Level 42

2006: W14/Universal 1704323

  1. Dive into the Sun
  2. Rooted
  3. The Way Back Home
  4. Just for You
  5. Sleep Talking
  6. Retroglide
  7. All Around
  8. Clouds
  9. Hell Town Story
  10. Ship
  11. All I Need [Bonus Track]

I’d read reviews of this album which suggested it was really more a Mark King album than a Level 42 one, and I decided that was probably a pedantic criticism by those who believe Level 42 have a specific sound that’s consistent over time (which I don’t feel is the case). And in any case, Mark King’s a fine musician himself, and I’m open to what he’s cooking up.

I played it three times through the afternoon my copy arrived from Amazon. Not all of it is great, and it’s more than a little repetitious, but sometimes even that repetition is a subtle buildup of layers rather than a loss of way. “The Way Back Home” is currently my favorite track, as its oddly off-balance rhythm plods along in sad, lonely circles for just under 7 minutes; I kept thinking it was going to fade out anytime after 4 minutes, but the mantras kept feeding into each other and kept me hanging on for more despite myself. Each chorus iteration was like a painting being repainted and coming out slightly different each time while retaining some intrinsic identity.

Anyway, there’s a lot of well-constructed fun to be heard here in addition to the somber indulgences. I quite like it. Plus King’s voice really is a smooth and strong instrument which he’s learned to get the best out of over the years, so much so that I find it incredible that it’s not merely as good as it was 25 years ago but actually much better. He also multi-tracks to superb effect…which obviously is helpful when you’re the only remaining original member of a group to sustain the “sound” (if there is one—see above). It’s also worth noting that I was surprised to discover it was King and not Mike Lindup providing falsetto vocals on certain of these tracks…I’d always thought only Lindup handled those. The choruses of “Clouds” arc King’s voice in duet especially beautifully and poignantly…“holding on.”

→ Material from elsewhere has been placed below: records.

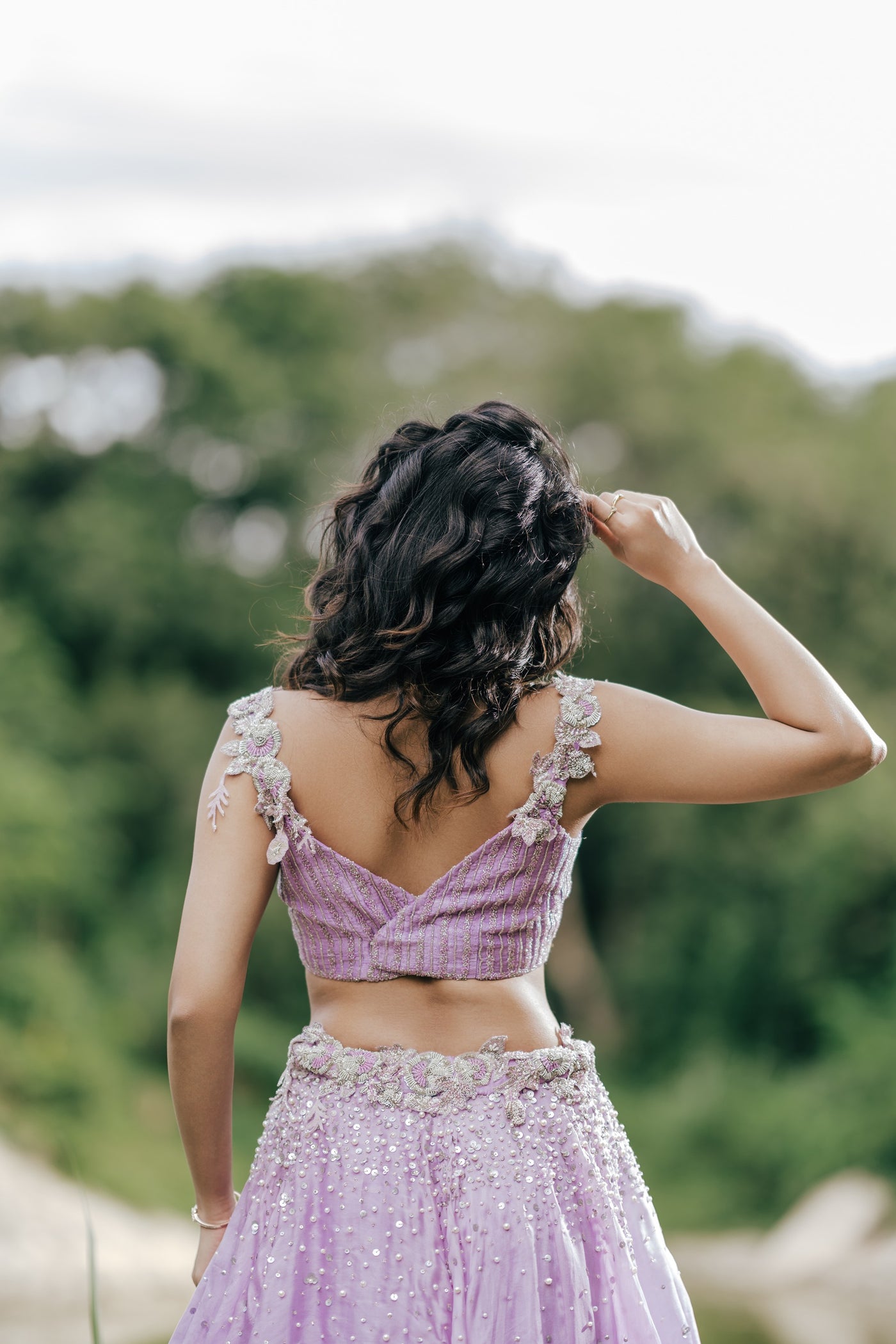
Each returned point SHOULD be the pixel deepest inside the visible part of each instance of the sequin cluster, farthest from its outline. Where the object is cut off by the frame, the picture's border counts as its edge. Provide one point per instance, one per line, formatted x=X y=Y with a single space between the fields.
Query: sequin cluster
x=254 y=751
x=383 y=1225
x=539 y=817
x=430 y=1082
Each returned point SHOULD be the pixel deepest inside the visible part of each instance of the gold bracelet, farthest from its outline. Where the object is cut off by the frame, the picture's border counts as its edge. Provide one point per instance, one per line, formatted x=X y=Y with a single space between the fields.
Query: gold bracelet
x=210 y=1228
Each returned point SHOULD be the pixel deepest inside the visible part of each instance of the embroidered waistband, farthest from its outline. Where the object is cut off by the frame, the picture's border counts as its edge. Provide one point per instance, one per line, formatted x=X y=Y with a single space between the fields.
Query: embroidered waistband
x=429 y=1082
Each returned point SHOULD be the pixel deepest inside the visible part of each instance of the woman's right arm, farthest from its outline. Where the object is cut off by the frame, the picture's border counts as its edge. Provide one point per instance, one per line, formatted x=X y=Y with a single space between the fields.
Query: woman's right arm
x=230 y=884
x=812 y=735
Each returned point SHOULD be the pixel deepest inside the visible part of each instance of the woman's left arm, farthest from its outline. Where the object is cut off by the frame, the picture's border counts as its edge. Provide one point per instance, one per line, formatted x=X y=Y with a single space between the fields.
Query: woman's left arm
x=230 y=884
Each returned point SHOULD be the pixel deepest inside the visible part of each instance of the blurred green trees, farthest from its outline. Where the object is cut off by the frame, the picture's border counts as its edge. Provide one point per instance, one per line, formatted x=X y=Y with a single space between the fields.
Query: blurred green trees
x=750 y=952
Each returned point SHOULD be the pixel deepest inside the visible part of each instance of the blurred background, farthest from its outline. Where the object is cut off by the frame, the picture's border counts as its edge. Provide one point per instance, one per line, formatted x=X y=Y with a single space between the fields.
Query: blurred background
x=236 y=249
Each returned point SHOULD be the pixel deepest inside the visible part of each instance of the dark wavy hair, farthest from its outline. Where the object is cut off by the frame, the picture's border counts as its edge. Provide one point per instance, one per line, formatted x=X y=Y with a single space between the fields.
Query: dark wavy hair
x=446 y=581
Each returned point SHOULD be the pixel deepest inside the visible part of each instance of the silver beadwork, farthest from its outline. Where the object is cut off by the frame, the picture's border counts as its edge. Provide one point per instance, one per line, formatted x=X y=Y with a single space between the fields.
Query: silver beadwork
x=539 y=817
x=254 y=751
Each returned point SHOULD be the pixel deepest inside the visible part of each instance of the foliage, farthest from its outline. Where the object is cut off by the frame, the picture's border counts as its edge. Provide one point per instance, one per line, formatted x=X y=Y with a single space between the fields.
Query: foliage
x=749 y=950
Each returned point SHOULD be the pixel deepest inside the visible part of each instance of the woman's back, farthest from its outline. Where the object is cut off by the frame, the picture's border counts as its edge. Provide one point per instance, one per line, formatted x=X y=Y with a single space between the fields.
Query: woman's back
x=441 y=1159
x=346 y=785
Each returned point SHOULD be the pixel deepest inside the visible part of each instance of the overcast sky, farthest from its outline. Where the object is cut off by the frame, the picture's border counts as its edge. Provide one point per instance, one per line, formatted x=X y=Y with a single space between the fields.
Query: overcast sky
x=742 y=155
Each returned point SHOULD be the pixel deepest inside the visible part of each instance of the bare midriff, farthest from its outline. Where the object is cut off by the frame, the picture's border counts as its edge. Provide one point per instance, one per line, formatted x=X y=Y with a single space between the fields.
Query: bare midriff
x=451 y=1016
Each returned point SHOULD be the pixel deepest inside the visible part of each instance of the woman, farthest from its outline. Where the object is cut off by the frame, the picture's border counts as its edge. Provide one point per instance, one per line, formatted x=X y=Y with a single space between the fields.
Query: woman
x=441 y=1162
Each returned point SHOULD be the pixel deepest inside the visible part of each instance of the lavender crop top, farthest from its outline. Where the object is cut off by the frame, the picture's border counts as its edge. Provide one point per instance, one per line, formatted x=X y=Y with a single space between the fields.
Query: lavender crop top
x=490 y=917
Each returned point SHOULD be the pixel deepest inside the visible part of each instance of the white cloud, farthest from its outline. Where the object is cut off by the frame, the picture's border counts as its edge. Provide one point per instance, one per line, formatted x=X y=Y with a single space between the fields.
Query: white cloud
x=738 y=155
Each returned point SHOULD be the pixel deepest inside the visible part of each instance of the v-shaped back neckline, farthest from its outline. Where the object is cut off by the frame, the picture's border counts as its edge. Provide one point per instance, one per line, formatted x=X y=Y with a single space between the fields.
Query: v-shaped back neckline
x=444 y=877
x=259 y=741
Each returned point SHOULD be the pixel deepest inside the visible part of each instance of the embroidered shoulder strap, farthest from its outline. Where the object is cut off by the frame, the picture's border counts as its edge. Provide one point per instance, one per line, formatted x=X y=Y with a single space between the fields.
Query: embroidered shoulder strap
x=254 y=751
x=539 y=817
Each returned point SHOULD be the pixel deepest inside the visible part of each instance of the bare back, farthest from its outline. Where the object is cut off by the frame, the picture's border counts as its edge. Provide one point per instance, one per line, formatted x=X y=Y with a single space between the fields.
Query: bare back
x=346 y=784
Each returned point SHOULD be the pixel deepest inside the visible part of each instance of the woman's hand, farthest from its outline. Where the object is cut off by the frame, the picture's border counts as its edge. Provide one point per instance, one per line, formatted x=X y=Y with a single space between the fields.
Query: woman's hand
x=646 y=532
x=209 y=1244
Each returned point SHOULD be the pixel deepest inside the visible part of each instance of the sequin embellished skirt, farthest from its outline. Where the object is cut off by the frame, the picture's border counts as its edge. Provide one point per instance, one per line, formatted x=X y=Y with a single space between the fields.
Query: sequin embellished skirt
x=415 y=1198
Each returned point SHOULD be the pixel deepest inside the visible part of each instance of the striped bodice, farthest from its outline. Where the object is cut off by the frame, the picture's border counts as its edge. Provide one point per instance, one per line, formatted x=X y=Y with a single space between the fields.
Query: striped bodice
x=490 y=917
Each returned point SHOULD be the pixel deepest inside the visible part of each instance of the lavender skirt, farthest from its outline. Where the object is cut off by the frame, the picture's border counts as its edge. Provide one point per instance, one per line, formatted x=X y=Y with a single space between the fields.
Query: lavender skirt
x=415 y=1198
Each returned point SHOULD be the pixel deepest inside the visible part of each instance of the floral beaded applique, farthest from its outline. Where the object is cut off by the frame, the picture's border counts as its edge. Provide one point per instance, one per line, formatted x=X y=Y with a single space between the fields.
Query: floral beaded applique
x=254 y=751
x=539 y=817
x=429 y=1082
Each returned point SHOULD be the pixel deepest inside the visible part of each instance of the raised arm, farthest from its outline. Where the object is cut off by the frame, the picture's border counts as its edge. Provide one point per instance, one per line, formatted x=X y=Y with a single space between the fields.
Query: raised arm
x=812 y=738
x=230 y=883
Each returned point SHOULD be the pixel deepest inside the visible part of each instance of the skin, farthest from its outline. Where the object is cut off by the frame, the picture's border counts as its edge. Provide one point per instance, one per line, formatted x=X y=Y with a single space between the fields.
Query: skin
x=812 y=738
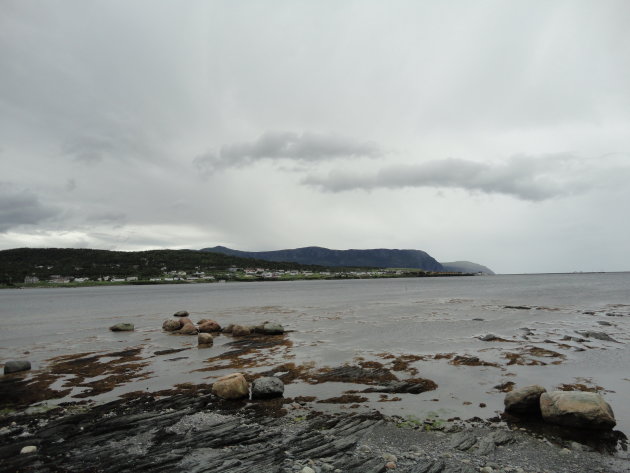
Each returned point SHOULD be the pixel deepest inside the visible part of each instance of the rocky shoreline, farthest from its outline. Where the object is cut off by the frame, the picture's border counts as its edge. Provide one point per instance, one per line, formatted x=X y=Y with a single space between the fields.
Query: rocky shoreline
x=198 y=432
x=202 y=427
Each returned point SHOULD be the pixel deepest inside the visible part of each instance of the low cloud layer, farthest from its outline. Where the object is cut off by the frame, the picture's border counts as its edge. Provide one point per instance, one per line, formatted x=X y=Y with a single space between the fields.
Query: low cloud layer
x=21 y=207
x=305 y=147
x=523 y=177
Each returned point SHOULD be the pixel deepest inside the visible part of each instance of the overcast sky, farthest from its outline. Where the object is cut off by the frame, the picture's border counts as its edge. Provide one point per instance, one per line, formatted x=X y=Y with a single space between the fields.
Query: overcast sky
x=491 y=131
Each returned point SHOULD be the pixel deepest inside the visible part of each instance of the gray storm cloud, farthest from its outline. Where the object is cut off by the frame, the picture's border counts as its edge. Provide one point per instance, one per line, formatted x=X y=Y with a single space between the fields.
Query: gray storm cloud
x=21 y=207
x=527 y=178
x=305 y=147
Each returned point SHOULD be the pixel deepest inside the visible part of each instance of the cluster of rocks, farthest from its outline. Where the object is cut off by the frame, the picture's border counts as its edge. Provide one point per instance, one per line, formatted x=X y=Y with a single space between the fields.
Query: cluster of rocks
x=204 y=328
x=577 y=409
x=235 y=386
x=15 y=366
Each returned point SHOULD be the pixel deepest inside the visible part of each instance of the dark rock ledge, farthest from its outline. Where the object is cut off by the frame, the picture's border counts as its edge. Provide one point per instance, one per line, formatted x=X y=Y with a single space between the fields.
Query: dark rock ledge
x=195 y=432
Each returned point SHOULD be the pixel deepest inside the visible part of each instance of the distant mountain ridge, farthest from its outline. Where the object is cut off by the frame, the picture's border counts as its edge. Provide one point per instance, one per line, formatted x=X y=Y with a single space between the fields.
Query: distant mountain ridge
x=375 y=258
x=466 y=267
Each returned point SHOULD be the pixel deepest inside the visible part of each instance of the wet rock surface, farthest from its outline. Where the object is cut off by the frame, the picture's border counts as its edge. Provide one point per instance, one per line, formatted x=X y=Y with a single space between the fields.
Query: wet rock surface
x=196 y=432
x=15 y=366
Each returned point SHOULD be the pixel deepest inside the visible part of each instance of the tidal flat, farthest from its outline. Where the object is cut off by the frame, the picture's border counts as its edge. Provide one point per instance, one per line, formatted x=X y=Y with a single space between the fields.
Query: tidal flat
x=416 y=361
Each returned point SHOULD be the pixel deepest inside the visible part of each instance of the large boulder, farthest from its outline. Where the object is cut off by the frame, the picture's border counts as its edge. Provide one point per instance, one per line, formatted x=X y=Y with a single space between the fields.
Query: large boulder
x=205 y=340
x=13 y=366
x=524 y=400
x=231 y=386
x=272 y=328
x=209 y=326
x=240 y=331
x=579 y=409
x=171 y=325
x=122 y=327
x=267 y=387
x=188 y=329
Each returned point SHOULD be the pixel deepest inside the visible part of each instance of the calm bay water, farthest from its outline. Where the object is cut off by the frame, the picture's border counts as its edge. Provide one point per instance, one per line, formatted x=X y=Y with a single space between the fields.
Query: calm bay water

Apparently we have Boon Gould to thank for the album’s lyrics. They are a very interesting assortment, ranging from the brooding helices of “The Way Back Home” and “Clouds” to the jacked-up chatterfest of “Sleep Talking” and the kinda-works-kinda-doesn’t stab at Americana trash life in “Hell Town Story.” While the latter makes me think of other artists’ attempts (Sheryl Crow’s “All I Wanna Do,” Francis Dunnery’s “American Life in the Summertime,” Don Henley’s “Sunset Grill,” and any number of others), it doesn’t quite succeed or fail…it just tells some stories almost compellingly but not quite. Still, King works and stacks the vocals perfectly—I love it for that. “Another case of Rich Man, Poor Me.”

The most profound lyrics on the album, at least on the surface, are those for “Ship.” “When your ship comes in / will it be a galley full of slaves / or a sun-streaked schooner?” That’s just a snippet; the song in full bears considering. But “Rooted” has more intriguingly interwoven threads that overlap in that genuinely elliptical way that makes me keep consulting the lyric sheet to see where that line, or something very close to it, was already used in the same song; the implications of its statements and qualifiers stacking up in this way make for a track I can really get my teeth into and savor. There’s religious feeling mixed in with unstable artistic and personal faith, all adding up to a picture of inconclusiveness rather than merely an inconclusive picture.

Ironically, it’s the title track that disappoints on all counts…I get the point, but it’s just tired-sounding in all senses. “Did you ever get the feeling this sun has set,” King sings a little over a minute into the song, and I must confess I felt that way about this track that never quite decides where it lives and rambles on rather uninterestingly while it wanders around. It has a couple of nice lyrical lines but they don’t go anywhere.